There might be a sense of gloom clinging to the retail real estate sector, but the fundamentals of the U.S. economy say it is unwarranted, according to retail experts who recently held a webinar for investment specialist Marcus & Millichap.


Marcus & Millichap Senior Vice President of Research Services John Chang said retail is actually in a transition period.

"A lot of stores were caught flat-footed [by e-commerce], they didn't adapt well, and we've seen some of them fall by the wayside because they didn't adapt ..." Chang said. "At the same time, it's actually a very exciting time to invest in retail product."

That is because the perception is that things are worse than they really are, Chang said.

"Just think where we are economically," he said. Economic fundamentals continue to support retail sales growth — online and physical stores.

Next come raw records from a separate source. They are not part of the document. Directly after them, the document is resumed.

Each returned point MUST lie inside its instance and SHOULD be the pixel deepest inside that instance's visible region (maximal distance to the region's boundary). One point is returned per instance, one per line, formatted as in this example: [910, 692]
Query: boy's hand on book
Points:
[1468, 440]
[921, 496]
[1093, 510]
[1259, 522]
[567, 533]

"We've had the longest spin of job creation in history ... retail sales have grown at a steady pace, well ahead of the long-term average, and we're seeing wage growth," Chang said.

Retail now can be a shrewd contrarian play. Investors, Chang said, can generate a much stronger yield in the sector because they have far less competition bidding on retail assets.

Festival Cos. Chairman and President Mark Schurgin, who is a retail developer, said high-end retailers and discounters are doing extremely well, though the middle is squeezed.

"Amazon is actually only 4% of all retail sales," Schurgin said. "Millennials love shopping. They love going to retail stores."

Also helping retail: brands' aggressive moves into omnichannel retailing.

Restaurants are big drivers for retail properties as well, Schurgin said, though that trend might eventually slow down. "There's still tremendous demand. There will be saturation in a few years, because you can only go out to eat so many times."

Retail real estate is also gaining validation from digitally native brands, according to Green Street Advisors retail analyst Spenser Allaway, speaking separately at a NAREIT conference.

Including digitally native brands is a way for retail properties to improve themselves, aside from the overall look and feel of a shopping center.

"Not only are we seeing the overall narrative begin to improve, but we’re also seeing actual validation — by way of these digitally native brands — for the relevance of higher-end retail real estate,” Allaway said.